第181話

 ぼくは、息を飲む。

 

「宏兄、それって……」

「悪い。怖かったな」

 

 宏兄は、ちょっとばつが悪そうに目を逸らす。大きな手で唇を覆っているから、見えなくなってしまったけど。

 

 ――さっきのって……アルファの牙。


 オメガに花の紋様があるように、アルファにも特殊な身体特徴があるねん。

 それが、「牙」。

 アルファの犬歯は、大きく発達しているんよ。

 そして、それは……アルファの本能が昂ったとき、さらに鋭く伸びて、獣の牙みたいになるんやって。――オメガの項を穿つために。


「わあ……」


 ぼくは、かああと全身が火照った。ドキドキと、心臓が早鐘を打っている。


――宏兄……!


 宏兄は表情豊かで、よく笑う人。けどね、ぼくに歯を見せることも、あまり無かったん。

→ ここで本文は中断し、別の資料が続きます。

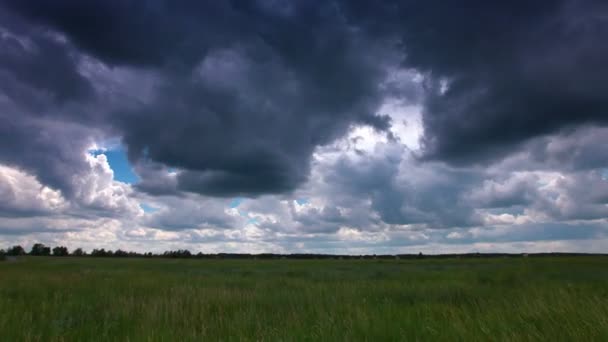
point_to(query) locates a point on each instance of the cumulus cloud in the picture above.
(342, 125)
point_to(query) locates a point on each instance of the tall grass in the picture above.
(87, 299)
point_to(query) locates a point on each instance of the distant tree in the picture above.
(15, 250)
(180, 253)
(99, 252)
(40, 249)
(60, 251)
(78, 252)
(120, 253)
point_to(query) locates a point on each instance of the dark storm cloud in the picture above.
(246, 90)
(499, 73)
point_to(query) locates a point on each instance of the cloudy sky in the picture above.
(305, 126)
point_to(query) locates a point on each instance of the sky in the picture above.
(288, 126)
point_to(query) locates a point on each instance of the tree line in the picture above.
(39, 249)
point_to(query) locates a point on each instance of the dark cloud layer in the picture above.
(246, 91)
(243, 92)
(500, 73)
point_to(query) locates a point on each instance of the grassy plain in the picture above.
(511, 299)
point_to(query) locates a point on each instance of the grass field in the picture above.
(517, 299)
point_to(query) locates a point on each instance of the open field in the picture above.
(549, 298)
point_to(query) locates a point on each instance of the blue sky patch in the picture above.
(119, 163)
(236, 202)
(148, 208)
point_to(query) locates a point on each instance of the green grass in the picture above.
(515, 299)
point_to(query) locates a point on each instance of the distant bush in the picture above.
(78, 252)
(39, 249)
(15, 251)
(60, 251)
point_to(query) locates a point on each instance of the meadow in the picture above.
(138, 299)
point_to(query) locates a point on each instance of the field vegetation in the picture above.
(161, 299)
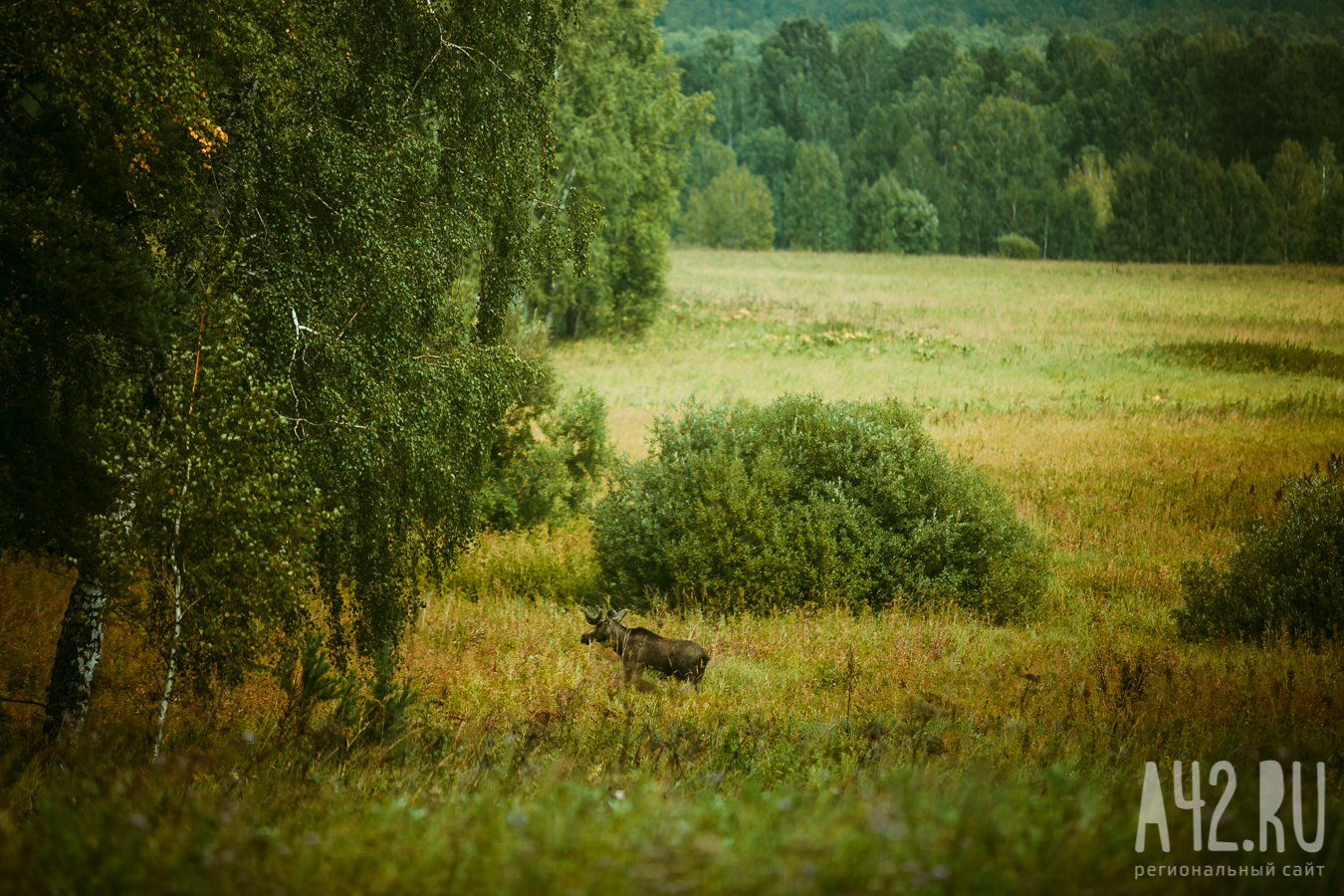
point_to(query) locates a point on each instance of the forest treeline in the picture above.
(1014, 18)
(1155, 146)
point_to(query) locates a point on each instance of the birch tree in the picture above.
(235, 364)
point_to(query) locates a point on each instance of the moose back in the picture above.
(640, 648)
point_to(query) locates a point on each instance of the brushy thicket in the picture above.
(806, 501)
(1246, 356)
(1286, 576)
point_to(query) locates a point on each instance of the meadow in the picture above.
(1140, 416)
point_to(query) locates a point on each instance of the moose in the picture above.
(640, 648)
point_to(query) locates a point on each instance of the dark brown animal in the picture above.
(641, 649)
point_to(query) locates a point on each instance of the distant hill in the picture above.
(1285, 19)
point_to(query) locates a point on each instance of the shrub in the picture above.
(548, 456)
(806, 501)
(1014, 246)
(1287, 575)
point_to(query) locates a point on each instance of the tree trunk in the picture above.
(77, 653)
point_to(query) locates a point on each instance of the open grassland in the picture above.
(965, 335)
(826, 751)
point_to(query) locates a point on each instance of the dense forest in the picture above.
(1283, 19)
(1149, 144)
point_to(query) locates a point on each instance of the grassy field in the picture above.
(1139, 415)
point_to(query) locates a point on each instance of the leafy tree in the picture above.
(1168, 208)
(929, 54)
(548, 457)
(1328, 237)
(1293, 189)
(717, 72)
(771, 154)
(1283, 577)
(1247, 210)
(889, 218)
(798, 82)
(1094, 177)
(624, 131)
(805, 501)
(1005, 164)
(868, 68)
(878, 146)
(230, 245)
(734, 211)
(814, 200)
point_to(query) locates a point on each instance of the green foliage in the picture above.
(357, 711)
(1014, 246)
(889, 218)
(1003, 162)
(230, 243)
(1002, 138)
(548, 461)
(802, 501)
(1328, 239)
(1293, 191)
(814, 202)
(771, 154)
(624, 130)
(1287, 575)
(734, 211)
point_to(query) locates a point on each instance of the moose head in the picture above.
(606, 629)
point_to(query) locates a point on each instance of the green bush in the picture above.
(806, 501)
(889, 218)
(1014, 246)
(548, 456)
(734, 211)
(1286, 576)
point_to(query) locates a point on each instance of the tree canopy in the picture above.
(1224, 144)
(237, 340)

 牙が伸びてなくても、アルファの犬歯は鋭いから。オメガのぼくを脅かさないよう……紳士的に振る舞ってくれていたんやと思う。

 せやのに。


「……宏兄っ」

「うお」


 がば、と飛びついた。勢い余って、タックルになって――宏兄を、押し倒してしまう。

 ぼふん、と二人してマットに倒れ込んだ。


「宏兄、宏兄っ」

「うん。……どうした?」


 馬鹿みたいに呼びながら、ぎゅう、と首にかじりつく。

 宏兄は驚いて、目を丸くしてる。


――宏兄……ぼくを、宏兄のオメガにしたいって、思ってくれたんや。


 胸が、きゅうって苦しい。

 ぼくは嬉しさのあまり、ぐりぐりと肩に頭を押し付けた。


「えへへ……」

「成?」


 宏兄は、ぼくのテンションに戸惑っているみたい。大きな手で、落ち着かせるように、背中を撫でてくれる。

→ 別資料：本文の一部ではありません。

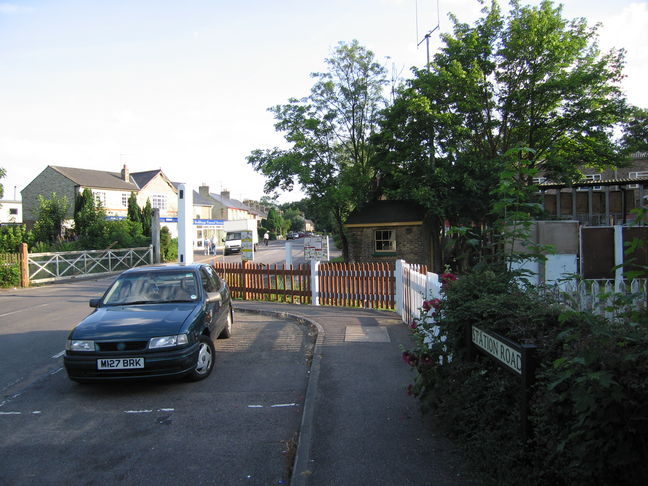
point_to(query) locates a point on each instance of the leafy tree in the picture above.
(147, 213)
(531, 80)
(328, 133)
(3, 173)
(134, 213)
(50, 216)
(86, 214)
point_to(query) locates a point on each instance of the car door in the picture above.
(212, 301)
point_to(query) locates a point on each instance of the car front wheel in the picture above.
(205, 360)
(227, 330)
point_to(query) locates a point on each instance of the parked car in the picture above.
(152, 322)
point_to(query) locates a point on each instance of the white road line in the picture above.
(23, 310)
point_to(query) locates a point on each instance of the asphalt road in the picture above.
(274, 253)
(236, 427)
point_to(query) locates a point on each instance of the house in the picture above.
(226, 208)
(389, 231)
(113, 189)
(10, 212)
(602, 198)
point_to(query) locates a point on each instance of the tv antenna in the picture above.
(426, 37)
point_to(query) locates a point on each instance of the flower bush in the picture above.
(588, 407)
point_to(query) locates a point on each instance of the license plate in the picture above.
(120, 363)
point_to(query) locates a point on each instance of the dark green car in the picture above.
(152, 322)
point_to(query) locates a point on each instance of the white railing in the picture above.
(47, 267)
(412, 288)
(608, 298)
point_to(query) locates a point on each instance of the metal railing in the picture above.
(47, 267)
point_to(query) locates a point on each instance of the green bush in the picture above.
(588, 406)
(9, 275)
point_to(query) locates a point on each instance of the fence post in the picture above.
(24, 265)
(315, 282)
(432, 286)
(398, 274)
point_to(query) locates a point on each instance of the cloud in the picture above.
(13, 9)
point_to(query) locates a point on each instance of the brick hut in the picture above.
(389, 231)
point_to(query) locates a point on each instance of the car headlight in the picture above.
(168, 341)
(79, 345)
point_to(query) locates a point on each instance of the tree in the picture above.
(531, 81)
(133, 213)
(328, 133)
(3, 173)
(50, 216)
(86, 214)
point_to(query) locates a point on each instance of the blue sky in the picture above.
(185, 86)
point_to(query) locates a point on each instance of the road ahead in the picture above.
(235, 427)
(274, 253)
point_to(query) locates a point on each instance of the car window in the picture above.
(215, 277)
(153, 287)
(208, 281)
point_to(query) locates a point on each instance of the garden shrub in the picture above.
(588, 407)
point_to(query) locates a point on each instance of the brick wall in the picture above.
(412, 244)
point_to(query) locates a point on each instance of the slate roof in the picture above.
(230, 203)
(383, 212)
(143, 178)
(198, 199)
(96, 178)
(606, 182)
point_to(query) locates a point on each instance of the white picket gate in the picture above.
(412, 288)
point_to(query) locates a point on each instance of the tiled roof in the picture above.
(95, 178)
(382, 212)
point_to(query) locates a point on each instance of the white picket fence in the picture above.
(608, 298)
(412, 288)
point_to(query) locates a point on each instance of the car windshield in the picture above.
(153, 287)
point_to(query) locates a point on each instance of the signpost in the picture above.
(517, 358)
(247, 246)
(316, 248)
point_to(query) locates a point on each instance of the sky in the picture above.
(184, 86)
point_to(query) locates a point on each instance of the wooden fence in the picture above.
(280, 283)
(370, 285)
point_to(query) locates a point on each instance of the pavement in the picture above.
(359, 426)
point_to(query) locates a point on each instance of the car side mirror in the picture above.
(213, 297)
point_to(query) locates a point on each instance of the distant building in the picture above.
(113, 189)
(10, 212)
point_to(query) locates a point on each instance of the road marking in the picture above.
(23, 310)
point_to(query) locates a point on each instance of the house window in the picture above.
(100, 198)
(158, 201)
(385, 240)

 広い胸に凭れていると……宏兄の唇に、きらりと光るものが覗いた。

 どきん、と鼓動が跳ねる。


「……宏兄。見せてっ」

「ん?」


 ぼくは、ずいと身を乗り出した。大きな体に乗り上げて、そっと両頬を包む。

 宏兄は、僅かに目を見開く。


「……!」

「宏兄の牙、見たいっ。……見てもいい?」


 じっと見つめると……宏兄は少し苦笑した。穏やかな目で、頷いてくれる。


「いいよ。お前の好きなように」

「やった……! ありがとう」


 許されたのが嬉しくて、頬が緩んだ。ぼくは優しさに甘えて、宏兄の唇を親指でそっと引っ張った。


「わぁ……」


 思わず、感嘆の声が漏れる。

 上唇から覗く、長い牙。――すごく鋭くて、尖ってる。真珠みたいに綺麗なのに……鋼鉄も噛み切れそうや。

 

「すごい……こんな風に……」

「……怖いか?」

「ううん……!」


 ぶんぶん、首を振った。――ほんとうに、怖くなかった。

 授業でならったとき、どんなやろうって思ってた。

 怖いのかなって。痛いのかなって……でも。


 ――こんなに、心がときめくんや。


 初めて見た、アルファの牙。宏兄が……ぼくを、オメガにしたいって思ってくれた、証――


「うれしい……」


 じわ、と瞼が熱を持った。嬉しくて……宏兄が、ぼくの為に、こんな風にしてくれたことが。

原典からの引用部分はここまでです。